What Makes Mainstream Media Mainstream, by Noam Chomsky
If you’ve read George Orwell’s Animal Farm which he wrote in the mid-1940s, it was a satire on the Soviet Union, a totalitarian state. It was a big hit. Everybody loved it. Turns out he wrote an introduction to Animal Farm which was suppressed. It only appeared 30 years later. Someone had found it in his papers. The introduction to Animal Farm was about “Literary Censorship in England” and what it says is that obviously this book is ridiculing the Soviet Union and its totalitarian structure. But he said England is not all that different. We don’t have the KGB on our neck, but the end result comes out pretty much the same. People who have independent ideas or who think the wrong kind of thoughts are cut out.
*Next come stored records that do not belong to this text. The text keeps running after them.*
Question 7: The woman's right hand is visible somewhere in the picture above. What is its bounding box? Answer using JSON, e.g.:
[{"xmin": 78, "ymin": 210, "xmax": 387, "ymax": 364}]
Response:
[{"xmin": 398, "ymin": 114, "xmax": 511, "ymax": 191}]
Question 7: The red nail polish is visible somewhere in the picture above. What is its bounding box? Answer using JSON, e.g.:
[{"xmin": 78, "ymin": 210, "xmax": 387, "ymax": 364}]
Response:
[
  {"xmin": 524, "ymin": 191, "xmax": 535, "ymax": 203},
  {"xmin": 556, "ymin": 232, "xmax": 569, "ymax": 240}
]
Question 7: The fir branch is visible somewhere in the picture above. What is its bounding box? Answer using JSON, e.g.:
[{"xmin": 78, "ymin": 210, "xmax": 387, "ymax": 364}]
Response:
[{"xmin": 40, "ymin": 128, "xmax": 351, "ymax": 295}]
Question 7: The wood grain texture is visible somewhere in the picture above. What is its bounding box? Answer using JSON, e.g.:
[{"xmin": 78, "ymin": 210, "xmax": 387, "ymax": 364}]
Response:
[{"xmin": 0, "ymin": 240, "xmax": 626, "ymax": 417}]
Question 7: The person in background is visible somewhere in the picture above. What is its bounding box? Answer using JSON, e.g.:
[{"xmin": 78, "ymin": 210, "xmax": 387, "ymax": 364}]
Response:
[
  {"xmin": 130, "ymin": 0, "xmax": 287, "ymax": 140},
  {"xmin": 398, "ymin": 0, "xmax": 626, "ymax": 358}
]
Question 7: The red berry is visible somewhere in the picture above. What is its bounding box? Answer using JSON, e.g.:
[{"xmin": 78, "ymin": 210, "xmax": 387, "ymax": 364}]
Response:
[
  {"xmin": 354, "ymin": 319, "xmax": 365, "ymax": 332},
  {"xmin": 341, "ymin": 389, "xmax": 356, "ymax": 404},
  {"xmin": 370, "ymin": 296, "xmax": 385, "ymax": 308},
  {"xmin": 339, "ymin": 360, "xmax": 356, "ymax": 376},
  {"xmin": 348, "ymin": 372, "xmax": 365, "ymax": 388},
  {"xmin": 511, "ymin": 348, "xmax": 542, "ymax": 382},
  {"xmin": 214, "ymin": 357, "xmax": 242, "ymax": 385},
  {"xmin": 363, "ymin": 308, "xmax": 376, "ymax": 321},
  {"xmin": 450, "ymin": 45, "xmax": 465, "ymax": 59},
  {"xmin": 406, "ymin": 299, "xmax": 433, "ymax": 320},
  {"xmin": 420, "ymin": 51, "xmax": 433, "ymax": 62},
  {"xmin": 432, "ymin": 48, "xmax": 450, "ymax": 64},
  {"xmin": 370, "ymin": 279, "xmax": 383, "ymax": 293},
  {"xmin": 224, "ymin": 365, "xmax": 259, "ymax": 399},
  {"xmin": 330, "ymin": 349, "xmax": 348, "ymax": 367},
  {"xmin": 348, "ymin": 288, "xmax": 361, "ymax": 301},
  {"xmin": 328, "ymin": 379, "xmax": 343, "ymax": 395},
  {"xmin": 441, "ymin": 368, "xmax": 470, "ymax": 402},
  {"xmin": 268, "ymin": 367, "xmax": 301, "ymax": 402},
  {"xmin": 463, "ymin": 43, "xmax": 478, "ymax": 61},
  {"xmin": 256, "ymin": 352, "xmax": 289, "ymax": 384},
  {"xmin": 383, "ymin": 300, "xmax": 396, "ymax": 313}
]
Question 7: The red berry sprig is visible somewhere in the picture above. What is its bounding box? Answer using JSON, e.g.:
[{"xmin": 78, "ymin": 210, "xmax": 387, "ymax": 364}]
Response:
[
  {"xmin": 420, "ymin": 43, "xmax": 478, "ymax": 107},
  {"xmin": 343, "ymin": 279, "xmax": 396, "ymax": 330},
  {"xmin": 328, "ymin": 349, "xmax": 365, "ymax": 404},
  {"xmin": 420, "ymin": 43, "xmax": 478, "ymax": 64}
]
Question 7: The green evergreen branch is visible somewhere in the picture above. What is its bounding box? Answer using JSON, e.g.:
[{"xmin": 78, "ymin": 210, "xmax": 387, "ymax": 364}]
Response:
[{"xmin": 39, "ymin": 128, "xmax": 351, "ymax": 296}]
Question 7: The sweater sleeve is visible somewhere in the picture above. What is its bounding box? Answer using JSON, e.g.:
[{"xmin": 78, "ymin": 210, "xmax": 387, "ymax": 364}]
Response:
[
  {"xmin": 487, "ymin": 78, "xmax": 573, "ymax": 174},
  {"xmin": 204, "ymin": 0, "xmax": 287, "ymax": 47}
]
I read this essay, by coincidence, on the train on my way to the Newseum, thereby riddling my entire experience of the museum with cynicism. Thanks, Noam. In short, the mainstream media is watered-down because it’s owned by corporations that are interested in promoting their own interests, appealing to a beige majority, and because journalists at respectable papers have spent so much time learning good manners in school that radicals don’t wind up working for the Grey Lady. So much of what Noam Chomsky says I agree with only ambivalently; however, this piece might be the most directly correct thing of his that I’ve come across.